Trinity Episcopal Cathedral's Charlie Comella Community Garden was chosen from more than 1,000 applicants to receive one of 20 $2,500 grants awarded in the United States and Canada by Fiskars Project Orange Thumb in 2009.
"We're thrilled to be honored by Fiskars with this prestigious award," said Scott Blanchard, the garden's leader. "We're proud to be a partner in making Cleveland's neighborhoods more beautiful and, through community involvement, making Cleveland a better place to live."

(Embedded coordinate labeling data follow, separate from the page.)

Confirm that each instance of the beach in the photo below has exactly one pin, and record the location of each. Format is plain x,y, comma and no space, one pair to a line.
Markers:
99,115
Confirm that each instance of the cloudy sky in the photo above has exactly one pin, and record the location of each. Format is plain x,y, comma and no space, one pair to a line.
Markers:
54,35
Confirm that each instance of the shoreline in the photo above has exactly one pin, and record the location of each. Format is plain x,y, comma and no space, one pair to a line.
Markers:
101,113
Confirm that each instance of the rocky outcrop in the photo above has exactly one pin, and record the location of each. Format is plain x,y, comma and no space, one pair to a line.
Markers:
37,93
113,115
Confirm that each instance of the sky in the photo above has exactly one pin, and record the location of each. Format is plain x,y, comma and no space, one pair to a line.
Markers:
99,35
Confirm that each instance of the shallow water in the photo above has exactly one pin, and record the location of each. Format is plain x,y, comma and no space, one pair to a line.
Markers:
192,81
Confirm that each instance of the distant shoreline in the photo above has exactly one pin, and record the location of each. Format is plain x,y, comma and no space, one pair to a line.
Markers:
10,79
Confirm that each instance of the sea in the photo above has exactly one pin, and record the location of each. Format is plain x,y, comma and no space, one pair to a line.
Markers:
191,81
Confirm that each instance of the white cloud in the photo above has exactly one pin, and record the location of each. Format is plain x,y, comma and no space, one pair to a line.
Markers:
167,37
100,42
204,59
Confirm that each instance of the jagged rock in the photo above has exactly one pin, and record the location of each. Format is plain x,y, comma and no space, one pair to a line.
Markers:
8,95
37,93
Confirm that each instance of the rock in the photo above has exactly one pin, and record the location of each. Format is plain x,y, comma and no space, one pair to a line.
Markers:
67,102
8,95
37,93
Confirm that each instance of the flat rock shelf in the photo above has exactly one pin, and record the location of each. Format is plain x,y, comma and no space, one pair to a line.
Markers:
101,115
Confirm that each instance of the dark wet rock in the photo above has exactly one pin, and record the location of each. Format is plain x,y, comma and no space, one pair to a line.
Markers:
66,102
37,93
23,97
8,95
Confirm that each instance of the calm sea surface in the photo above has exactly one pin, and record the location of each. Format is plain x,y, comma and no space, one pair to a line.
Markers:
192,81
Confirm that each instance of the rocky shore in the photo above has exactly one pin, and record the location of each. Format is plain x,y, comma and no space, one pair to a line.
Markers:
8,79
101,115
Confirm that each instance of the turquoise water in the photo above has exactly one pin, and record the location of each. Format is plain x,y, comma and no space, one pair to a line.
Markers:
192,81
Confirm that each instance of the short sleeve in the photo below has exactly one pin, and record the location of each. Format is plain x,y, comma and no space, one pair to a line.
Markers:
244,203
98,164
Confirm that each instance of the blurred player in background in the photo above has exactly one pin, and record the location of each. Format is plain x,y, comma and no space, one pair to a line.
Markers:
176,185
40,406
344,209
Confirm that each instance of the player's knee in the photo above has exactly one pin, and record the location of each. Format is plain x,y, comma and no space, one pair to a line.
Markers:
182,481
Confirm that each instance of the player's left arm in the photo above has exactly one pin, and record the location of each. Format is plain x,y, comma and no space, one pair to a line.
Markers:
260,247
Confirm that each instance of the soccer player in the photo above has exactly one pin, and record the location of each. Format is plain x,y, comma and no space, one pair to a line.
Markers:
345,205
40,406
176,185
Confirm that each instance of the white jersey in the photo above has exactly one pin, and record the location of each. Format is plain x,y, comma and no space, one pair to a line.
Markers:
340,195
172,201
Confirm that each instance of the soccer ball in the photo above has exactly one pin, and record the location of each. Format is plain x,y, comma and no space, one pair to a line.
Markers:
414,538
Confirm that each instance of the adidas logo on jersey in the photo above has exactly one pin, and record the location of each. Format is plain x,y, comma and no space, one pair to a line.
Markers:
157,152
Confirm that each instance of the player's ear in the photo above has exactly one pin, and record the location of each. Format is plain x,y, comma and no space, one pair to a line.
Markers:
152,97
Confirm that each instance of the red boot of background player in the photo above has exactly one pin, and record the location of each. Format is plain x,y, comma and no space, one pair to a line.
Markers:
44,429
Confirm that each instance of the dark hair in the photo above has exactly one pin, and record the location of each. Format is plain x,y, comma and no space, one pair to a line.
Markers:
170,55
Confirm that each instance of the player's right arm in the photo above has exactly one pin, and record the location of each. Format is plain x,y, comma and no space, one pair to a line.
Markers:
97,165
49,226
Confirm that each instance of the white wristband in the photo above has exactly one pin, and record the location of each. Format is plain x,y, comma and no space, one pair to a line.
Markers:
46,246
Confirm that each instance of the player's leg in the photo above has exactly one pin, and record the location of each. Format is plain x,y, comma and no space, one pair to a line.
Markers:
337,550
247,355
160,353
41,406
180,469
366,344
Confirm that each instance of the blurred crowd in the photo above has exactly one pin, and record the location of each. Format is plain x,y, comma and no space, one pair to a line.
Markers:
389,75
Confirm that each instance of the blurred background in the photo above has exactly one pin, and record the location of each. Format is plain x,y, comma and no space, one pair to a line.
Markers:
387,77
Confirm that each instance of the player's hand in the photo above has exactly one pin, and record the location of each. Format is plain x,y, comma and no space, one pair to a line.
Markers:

The garden, located less than a mile from the Cathedral at the corner of East 35th Street and Cedar Road, grows healthy vegetables, fruits and herbs that are prepared and served during Sunday lunch to downtown Cleveland’s homeless and hungry community. Since 2006, the garden has harvested over two tons of fruits, vegetables, and herbs for this cause.
The Project Orange Thumb program, sponsored by Fiskars Brands, Inc., a maker of gardening tools and supplies, provides community garden groups with the tools and materials they need to reach their goals for neighborhood beautification, sustainability, and horticulture education.
On August 15, Trinity will host a ribbon-cutting ceremony in celebration of the award, which will be the final event on the Ohio State University Extension/City of Cleveland Urban Harvest Garden tour.
The garden also received a Cityworks grant from the city of Cleveland in 2009. Neighborhood Connections, a program of the Cleveland Foundation, honored the garden with grants in 2006 and 2008.